There is a monthly introductory level dance class given by the Society for Creative Anachronism, an historical recreation society devoted to the Middle Ages and Renaissance. It is usually given on the third Tuesday of the month (Wednesday, from May to August), held after their meeting. More information should be available on the webpage of the Toronto group, which is known as The Royal City of Eoforwic. Attendance at SCA activities is not restricted to members. For more information on the type of dances covered, here is my old introductory dance page. I am not currently teaching these classes, so the content will vary.
A more intensive dance class is held on some Friday nights, given by the University of Toronto's Renaissance Dance Club. Beginners are welcome, but some previous music or dance experience, or a casual indifference to making a fool of oneself, helps. The classes are currently given at Hart House, on Hart House Circle. The room we get varies - check the electronic board above the Porter's office, at the South West entrance. When we have a room we usually start at 7:00 PM or sometimes 7:30, and go to about 9:30. For the current dates, email me at email@example.com
Warming-up is advised, but everyone is responsible for their owm, as I do not run one. We start with step practice, and then work on dances, generally from the 15th-century Italian repertoire, though other periods are sometimes covered.
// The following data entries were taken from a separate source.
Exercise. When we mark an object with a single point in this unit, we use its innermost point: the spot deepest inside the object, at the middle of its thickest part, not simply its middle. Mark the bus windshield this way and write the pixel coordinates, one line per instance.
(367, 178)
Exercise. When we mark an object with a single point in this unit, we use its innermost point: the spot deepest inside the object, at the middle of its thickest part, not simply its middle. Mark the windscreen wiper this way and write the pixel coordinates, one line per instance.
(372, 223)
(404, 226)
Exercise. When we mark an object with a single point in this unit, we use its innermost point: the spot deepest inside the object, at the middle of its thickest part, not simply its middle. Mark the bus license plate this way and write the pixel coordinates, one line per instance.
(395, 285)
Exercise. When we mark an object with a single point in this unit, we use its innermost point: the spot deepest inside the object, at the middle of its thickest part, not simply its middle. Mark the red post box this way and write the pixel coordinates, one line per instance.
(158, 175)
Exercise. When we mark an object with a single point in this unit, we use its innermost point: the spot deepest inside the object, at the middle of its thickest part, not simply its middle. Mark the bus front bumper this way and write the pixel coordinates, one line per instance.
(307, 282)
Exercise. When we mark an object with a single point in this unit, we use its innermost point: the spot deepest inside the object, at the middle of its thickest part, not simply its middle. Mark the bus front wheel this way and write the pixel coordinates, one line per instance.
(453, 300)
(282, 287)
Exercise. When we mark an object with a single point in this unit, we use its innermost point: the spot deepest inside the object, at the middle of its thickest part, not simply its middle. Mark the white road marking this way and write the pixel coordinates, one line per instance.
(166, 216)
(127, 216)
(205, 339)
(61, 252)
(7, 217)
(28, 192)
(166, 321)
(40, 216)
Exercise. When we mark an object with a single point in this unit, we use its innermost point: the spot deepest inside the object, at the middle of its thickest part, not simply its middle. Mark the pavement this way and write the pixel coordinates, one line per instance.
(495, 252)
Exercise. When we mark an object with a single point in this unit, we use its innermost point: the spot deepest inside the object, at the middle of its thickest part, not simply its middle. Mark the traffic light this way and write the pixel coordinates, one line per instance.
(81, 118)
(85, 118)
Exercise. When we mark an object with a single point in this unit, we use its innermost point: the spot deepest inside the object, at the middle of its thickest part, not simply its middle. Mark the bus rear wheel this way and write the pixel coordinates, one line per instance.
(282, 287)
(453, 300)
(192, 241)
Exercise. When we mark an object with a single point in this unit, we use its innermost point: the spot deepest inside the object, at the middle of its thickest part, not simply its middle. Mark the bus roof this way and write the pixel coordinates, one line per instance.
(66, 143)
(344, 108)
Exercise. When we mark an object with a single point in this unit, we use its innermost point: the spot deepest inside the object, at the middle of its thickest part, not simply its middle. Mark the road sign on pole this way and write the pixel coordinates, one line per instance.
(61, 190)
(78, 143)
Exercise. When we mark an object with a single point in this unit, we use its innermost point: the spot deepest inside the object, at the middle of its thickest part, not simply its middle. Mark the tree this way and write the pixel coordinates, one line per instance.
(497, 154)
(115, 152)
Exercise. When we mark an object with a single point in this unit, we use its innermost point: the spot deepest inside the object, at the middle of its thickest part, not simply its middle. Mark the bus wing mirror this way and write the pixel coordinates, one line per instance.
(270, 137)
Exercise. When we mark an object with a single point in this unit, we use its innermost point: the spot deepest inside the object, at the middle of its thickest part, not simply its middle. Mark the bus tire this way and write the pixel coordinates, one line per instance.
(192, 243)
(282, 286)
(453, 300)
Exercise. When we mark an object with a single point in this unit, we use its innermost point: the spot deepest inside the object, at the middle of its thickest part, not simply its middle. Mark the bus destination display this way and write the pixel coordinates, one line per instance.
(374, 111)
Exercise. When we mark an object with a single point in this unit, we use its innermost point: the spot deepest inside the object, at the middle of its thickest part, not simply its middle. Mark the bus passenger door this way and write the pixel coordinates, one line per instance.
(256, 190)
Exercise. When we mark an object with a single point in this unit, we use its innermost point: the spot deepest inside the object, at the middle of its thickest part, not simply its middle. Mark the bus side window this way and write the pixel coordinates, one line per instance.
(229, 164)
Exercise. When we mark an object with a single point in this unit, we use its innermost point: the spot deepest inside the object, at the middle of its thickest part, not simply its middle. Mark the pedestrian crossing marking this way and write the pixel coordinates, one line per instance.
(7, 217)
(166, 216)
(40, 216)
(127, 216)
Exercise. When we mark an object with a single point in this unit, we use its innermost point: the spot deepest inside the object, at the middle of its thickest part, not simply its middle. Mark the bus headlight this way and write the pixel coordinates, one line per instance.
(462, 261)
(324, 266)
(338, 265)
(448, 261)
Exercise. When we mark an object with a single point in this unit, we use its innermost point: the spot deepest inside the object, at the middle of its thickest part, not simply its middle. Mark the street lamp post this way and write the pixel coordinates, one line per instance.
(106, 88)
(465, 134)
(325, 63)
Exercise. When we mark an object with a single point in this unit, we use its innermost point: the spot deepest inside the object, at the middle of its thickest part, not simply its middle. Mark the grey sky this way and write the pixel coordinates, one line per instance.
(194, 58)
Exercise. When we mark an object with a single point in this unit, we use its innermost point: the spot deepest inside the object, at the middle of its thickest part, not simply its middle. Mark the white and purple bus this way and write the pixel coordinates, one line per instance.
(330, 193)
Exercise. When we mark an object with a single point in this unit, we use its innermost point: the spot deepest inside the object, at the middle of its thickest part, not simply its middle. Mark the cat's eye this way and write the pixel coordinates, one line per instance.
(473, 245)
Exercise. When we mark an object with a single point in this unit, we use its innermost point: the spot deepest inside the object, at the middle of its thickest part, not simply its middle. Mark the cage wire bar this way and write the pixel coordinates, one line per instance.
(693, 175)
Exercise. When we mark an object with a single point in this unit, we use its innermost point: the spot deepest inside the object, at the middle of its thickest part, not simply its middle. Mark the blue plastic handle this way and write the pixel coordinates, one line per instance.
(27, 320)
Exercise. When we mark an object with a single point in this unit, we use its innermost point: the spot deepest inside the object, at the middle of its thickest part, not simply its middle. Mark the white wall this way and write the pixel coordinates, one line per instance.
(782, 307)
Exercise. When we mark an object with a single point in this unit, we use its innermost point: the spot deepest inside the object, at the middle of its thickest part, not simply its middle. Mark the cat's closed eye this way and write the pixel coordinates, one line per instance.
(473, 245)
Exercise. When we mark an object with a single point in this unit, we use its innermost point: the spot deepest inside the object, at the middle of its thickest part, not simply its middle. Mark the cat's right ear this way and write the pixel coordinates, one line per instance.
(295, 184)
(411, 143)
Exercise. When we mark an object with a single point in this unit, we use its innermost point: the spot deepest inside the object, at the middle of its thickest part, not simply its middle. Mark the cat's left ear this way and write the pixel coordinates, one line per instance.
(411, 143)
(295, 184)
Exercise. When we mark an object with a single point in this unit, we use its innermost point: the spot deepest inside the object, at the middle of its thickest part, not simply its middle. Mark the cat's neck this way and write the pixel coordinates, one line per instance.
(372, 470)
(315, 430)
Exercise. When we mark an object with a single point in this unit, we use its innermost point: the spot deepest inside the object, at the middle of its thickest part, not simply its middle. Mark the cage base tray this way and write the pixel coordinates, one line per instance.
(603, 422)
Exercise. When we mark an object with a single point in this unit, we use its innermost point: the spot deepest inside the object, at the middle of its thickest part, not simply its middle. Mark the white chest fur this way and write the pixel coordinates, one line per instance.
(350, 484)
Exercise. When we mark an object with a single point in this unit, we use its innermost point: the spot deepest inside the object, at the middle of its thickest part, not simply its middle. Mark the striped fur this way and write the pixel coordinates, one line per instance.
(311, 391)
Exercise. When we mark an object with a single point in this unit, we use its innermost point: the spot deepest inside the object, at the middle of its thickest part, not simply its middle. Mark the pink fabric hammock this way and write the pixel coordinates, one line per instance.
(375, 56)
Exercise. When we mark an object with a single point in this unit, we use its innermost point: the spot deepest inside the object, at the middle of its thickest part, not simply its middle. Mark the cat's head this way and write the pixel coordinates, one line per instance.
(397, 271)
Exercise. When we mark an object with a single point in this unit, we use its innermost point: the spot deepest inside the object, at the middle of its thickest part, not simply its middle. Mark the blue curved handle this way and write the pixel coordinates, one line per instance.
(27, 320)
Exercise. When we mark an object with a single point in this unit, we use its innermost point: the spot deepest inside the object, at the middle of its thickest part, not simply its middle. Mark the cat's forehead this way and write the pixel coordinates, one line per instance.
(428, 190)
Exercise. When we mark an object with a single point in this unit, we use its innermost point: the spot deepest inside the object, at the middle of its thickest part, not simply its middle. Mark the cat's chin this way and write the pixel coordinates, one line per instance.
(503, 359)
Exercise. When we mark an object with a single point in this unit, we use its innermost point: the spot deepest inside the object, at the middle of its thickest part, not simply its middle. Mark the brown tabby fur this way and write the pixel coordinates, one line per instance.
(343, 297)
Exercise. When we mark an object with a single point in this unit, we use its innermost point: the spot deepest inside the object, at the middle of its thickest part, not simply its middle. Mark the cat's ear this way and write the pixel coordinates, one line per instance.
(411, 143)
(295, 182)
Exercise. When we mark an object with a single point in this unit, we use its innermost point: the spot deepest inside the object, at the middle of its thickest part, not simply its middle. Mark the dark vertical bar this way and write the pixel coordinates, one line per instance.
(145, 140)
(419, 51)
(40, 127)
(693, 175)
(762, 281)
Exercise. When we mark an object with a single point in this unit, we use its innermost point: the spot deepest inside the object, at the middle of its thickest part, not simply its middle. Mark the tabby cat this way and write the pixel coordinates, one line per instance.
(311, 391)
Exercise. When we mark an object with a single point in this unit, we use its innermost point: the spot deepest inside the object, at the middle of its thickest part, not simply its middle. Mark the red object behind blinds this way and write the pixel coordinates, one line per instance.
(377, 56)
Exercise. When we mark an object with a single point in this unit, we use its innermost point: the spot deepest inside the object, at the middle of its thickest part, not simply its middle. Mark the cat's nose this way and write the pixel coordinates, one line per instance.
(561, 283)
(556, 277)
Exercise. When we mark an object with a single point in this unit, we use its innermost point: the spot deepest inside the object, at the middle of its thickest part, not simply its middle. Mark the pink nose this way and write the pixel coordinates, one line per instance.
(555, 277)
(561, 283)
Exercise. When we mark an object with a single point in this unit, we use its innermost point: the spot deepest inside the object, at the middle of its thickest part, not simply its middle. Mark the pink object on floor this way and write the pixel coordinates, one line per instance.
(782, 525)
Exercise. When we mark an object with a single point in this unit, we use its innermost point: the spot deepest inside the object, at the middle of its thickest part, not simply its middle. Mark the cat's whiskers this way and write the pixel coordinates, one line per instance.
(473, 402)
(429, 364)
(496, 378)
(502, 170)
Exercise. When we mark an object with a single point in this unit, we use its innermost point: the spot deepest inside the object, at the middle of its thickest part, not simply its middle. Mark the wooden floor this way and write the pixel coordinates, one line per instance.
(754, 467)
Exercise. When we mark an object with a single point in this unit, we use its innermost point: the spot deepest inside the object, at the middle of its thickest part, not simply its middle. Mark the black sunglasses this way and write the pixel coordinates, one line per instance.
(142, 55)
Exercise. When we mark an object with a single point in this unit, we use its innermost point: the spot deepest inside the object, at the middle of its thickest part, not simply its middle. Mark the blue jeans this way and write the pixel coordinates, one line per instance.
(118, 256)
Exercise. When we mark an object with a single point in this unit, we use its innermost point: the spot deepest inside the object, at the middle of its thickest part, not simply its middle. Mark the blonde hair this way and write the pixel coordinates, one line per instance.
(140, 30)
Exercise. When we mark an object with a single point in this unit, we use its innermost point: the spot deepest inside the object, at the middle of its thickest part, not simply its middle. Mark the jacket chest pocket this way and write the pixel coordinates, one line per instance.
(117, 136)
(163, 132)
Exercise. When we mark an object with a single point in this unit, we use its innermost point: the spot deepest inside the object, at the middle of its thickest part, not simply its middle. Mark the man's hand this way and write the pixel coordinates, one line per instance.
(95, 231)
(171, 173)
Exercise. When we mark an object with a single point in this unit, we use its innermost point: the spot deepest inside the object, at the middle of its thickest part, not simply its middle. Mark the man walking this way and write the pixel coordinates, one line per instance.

The dances are taught on an ongoing basis, so one dance may be introduced, while another may be only reviewed, as it has been taught at the last few practices. Because of this, newcomers can not count on participating in all the dances when they first attend, but there will always be at least one dance at the beginning taught completely.
For the Friday class, some sort of dance shoe is advised. You need to be able to pivot (so the sole should be smooth enough to do so - rubber soles can be dangerous as they grip too much), and to be able to move forward, sideways and backward at speed. (High heels, platform shoes, and sports shoes with a base that widens are all potentially dangerous.) Chinese slippers are a cheap alternative which is reasonably effective. However, the floors are rather slippery in some rooms, so it may be better to bring more than one pair to try out, if you have them available.